Partiamo da lontano. Da dove è nata la tua passione per la fotografia?
Ho avuto una specie di flirt adolescenziale con la fotografia che, però poi, ho abbandonato. Devo dire che la nuova infatuazione è dovuta soprattutto a questioni ed esigenze pratiche, molto concrete. Capitava spesso durante i miei viaggi, le mie escursioni per seguire i festival musicali che mi ritrovassi a dover cercare un fotografo per illustrare i miei articoli. A volte, la cosa era piacevole ed entusiasmante perché magari mi consentiva di fare nuove conoscenze, incontrare professionisti ed artisti dell’immagine. In altre occasioni, invece, diventava tutto molto molto complicato, faticoso, esasperante…A un certo punto ho deciso di cominciare a fare tutto da solo. In questo senso ha avuto un peso l'evoluzione tecnologica e l’inarrestabile onda digitale, sia per quanto riguarda la manovrabilità sia per l’efficacia del taglio che volevo dare ai miei reportage fotografici.
Nel racconto di un evento musicale, quanto è importante la connessione con l’immagine?
Piano piano questa cosa mi ha preso davvero la mano. Ho scoperto che attraverso le immagini, anche attraverso una sola immagine, spesso si raccontano storie che si intrecciano in maniera molto profonda e rappresentano con molta efficacia l'umore dei luoghi che sto attraversando, delle musiche che sto ascoltando.

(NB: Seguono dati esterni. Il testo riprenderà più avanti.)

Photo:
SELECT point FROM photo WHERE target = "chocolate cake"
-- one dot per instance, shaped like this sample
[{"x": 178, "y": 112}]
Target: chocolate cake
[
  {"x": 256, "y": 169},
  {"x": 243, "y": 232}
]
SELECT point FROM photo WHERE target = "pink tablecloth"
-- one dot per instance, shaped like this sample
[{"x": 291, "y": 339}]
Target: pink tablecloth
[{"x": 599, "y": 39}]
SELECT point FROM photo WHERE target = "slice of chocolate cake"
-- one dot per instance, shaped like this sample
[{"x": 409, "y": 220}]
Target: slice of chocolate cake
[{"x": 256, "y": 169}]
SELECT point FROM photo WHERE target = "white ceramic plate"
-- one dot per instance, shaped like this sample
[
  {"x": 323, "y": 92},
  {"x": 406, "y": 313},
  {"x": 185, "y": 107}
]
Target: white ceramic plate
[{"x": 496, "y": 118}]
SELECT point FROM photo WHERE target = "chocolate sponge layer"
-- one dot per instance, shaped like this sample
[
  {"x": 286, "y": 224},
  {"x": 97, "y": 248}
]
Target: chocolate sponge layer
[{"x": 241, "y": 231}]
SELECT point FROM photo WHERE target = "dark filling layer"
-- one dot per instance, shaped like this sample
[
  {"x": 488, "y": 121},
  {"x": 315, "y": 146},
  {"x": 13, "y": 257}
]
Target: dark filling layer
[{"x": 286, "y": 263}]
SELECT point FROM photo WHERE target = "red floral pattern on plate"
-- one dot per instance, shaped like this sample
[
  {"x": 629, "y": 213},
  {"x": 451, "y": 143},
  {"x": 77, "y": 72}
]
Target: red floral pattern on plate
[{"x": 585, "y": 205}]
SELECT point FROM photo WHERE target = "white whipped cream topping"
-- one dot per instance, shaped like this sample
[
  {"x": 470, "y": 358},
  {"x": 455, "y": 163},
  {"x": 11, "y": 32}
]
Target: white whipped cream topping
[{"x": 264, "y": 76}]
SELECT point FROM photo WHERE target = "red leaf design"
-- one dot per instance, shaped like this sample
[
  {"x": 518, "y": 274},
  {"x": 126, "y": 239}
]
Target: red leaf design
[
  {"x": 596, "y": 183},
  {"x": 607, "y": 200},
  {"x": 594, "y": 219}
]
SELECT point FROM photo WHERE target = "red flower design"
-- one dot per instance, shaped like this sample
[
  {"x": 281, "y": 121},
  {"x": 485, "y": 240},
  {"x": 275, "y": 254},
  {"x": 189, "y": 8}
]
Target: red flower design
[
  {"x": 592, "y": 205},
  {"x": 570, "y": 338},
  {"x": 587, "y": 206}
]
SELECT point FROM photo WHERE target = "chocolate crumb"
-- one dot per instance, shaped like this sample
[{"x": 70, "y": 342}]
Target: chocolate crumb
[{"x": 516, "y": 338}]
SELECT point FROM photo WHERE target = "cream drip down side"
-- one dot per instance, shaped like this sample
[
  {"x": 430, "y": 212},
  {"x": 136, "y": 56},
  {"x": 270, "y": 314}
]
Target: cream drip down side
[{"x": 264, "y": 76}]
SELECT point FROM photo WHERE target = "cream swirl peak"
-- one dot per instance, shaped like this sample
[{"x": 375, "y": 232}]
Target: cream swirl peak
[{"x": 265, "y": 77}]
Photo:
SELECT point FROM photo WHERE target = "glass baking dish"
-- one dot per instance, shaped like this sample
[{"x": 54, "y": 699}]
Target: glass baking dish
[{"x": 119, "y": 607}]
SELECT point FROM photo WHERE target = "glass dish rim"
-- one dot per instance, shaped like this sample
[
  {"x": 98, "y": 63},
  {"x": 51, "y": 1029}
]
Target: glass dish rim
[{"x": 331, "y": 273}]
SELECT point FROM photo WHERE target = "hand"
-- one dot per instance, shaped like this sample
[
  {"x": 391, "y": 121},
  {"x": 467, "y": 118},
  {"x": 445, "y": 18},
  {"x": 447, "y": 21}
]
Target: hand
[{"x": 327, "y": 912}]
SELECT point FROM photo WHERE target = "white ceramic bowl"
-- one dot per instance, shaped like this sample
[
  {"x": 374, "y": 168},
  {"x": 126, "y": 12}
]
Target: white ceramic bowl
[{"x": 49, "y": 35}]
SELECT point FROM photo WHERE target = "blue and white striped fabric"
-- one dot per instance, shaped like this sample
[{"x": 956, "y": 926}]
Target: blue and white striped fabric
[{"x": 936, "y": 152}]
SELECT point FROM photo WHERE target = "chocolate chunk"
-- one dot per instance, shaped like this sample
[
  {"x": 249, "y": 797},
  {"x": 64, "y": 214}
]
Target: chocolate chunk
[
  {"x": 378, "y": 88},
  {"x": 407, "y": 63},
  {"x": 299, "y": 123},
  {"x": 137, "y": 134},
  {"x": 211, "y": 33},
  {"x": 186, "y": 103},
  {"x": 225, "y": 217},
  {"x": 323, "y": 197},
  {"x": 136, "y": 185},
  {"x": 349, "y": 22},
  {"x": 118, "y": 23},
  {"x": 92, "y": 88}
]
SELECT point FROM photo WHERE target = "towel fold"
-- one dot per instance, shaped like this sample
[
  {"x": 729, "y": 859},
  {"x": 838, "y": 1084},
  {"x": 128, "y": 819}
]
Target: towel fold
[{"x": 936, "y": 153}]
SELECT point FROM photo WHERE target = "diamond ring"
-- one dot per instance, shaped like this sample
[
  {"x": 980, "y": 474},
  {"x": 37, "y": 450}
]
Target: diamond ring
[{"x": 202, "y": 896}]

Nel bene e nel male, in una fotografia c’è qualcosa di molto più diretto. Raramente una fotografia dà un'immagine falsa di quello che sta succedendo. Attraverso filtri e postproduzione si può fare sempre di più, diciamo che si può agire abbastanza. Tuttavia se, fin dall'inizio, il fotografo ha avuto un approccio sincero, quello che ti rimbalza addosso da una fotografia. Anche quella di un musicista sul palco. Una buona foto ti restituisce l’integrità del performer, la passione con cui quella musica viene suonata ed anche il contorno, apparentemente meno importante, dei colori con cui viene presentata, di come i musicisti si agghindano, di come si muovono e come sia stato preparato anche l’allestimento del palco.
Nei tuoi viaggi musicali in giro per il mondo, racconti anche ciò che circonda un festival o un concerto. Quanto è importante cogliere il soundscape visivo?
Secondo me è fondamentale. Ed è per questo che ad esempio di un concerto mi piace raccontare anche il backstage o il soundcheck. Proprio perché, a proposito di verità, questi momenti sono quelli che svelano altre cose, che alcuni artisti cercano di celare: debolezze, scazzi, momenti ombrosi. Per quanto riguarda il soundscape visivo e tutto il contorno che questi festival abitano, è ovviamente fondamentale. Lo è soprattutto quanto si tratta di posti lontani e differenti dai nostri, quando si tratta di un festival ad Addis Abeba o a Cartagena de Indias o addirittura a San Basilio de Palenque che è un paesino sperduto della foresta colombiana. In questi casi è utile perché sono posti belli da raccontare e da svelare. Allo stesso modo, lo è anche quando si va a seguire un festival a Marsiglia e ti trovi a raccontare un mercatino con il suo colore ecumenico, o meglio arcobaleno, o di come fanno a raccogliere la spazzatura, facendo andare giù per le strade un rivolo d’acqua. Cose di questo tipo svelano un’indole che raddoppia con forza quello che è il mood stesso del festival.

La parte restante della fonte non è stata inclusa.